A Gaussian model of height

For the example, we’ll be using the !Kung data to estimate height.

A short look at the data:

# The !Kung Data
data("Howell1")
d <- Howell1
str(d )
## 'data.frame':    544 obs. of  4 variables:
##  $ height: num  152 140 137 157 145 ...
##  $ weight: num  47.8 36.5 31.9 53 41.3 ...
##  $ age   : num  63 63 65 41 51 35 32 27 19 54 ...
##  $ male  : int  1 0 0 1 0 1 0 1 0 1 ...
precis(d)
x
138.2635963
35.6106176
29.3443934
0.4724265
x
27.6024476
14.7191782
20.7468882
0.4996986
x
81.108550
9.360721
1.000000
0.000000
x
165.73500
54.50289
66.13500
1.00000
x
▁▁▁▁▁▁▁▂▁▇▇▅▁
▁▂▃▂▂▂▂▅▇▇▃▂▁
▇▅▅▃▅▂▂▁▁
▇▁▁▁▁▁▁▁▁▇

Since height strongly correlates with age before adulthood, we’ll only use adults for the following analysis:

d2 <- d[ d$age >= 18 ,]
dens(d2$height)

The distribution of height then looks approximately Gaussian.

Our model looks as follows: \[\begin{align*} h_i &\sim \text{Normal}(\mu, \sigma)\\ \mu &\sim \text{Normal}(178, 20) \\ \sigma &\sim \text{Uniform}(0, 50) \end{align*}\]

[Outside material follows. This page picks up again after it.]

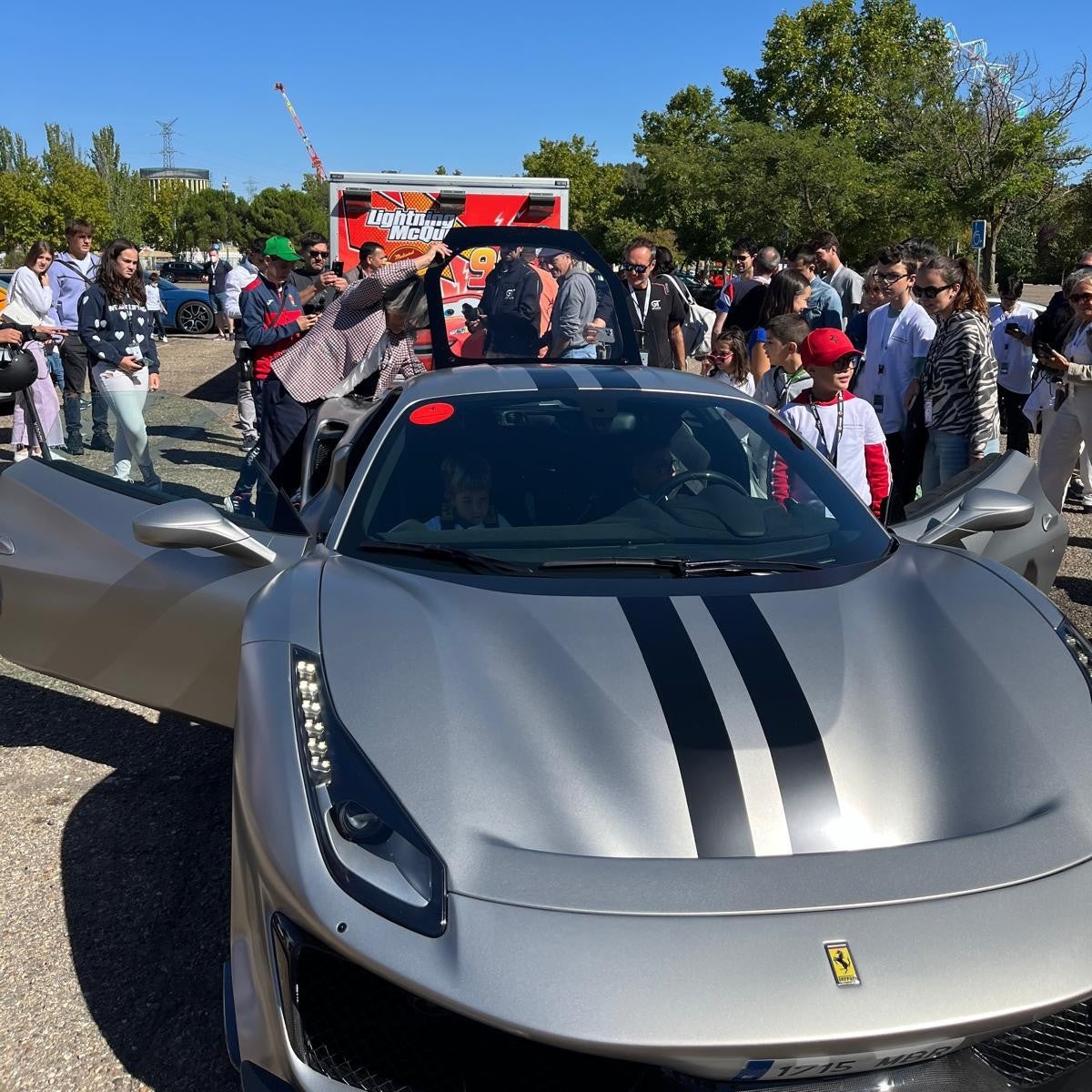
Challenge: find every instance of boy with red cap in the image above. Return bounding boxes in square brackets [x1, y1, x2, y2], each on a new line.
[774, 329, 891, 518]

To better understand the assumptions we’re making with our priors, let’s have a short look at them:

curve( dnorm( x, 178, 20 ), from=100, to=250) 

curve( dunif( x, 0, 50), from=-10, to=60) 

To better understand what these priors mean, we can do a prior predictive simulation. That is, we sample from our priors and pluck this into the likelihood to find out what the model thinks would be reasonable observations, just based on the priors, before having seen the data.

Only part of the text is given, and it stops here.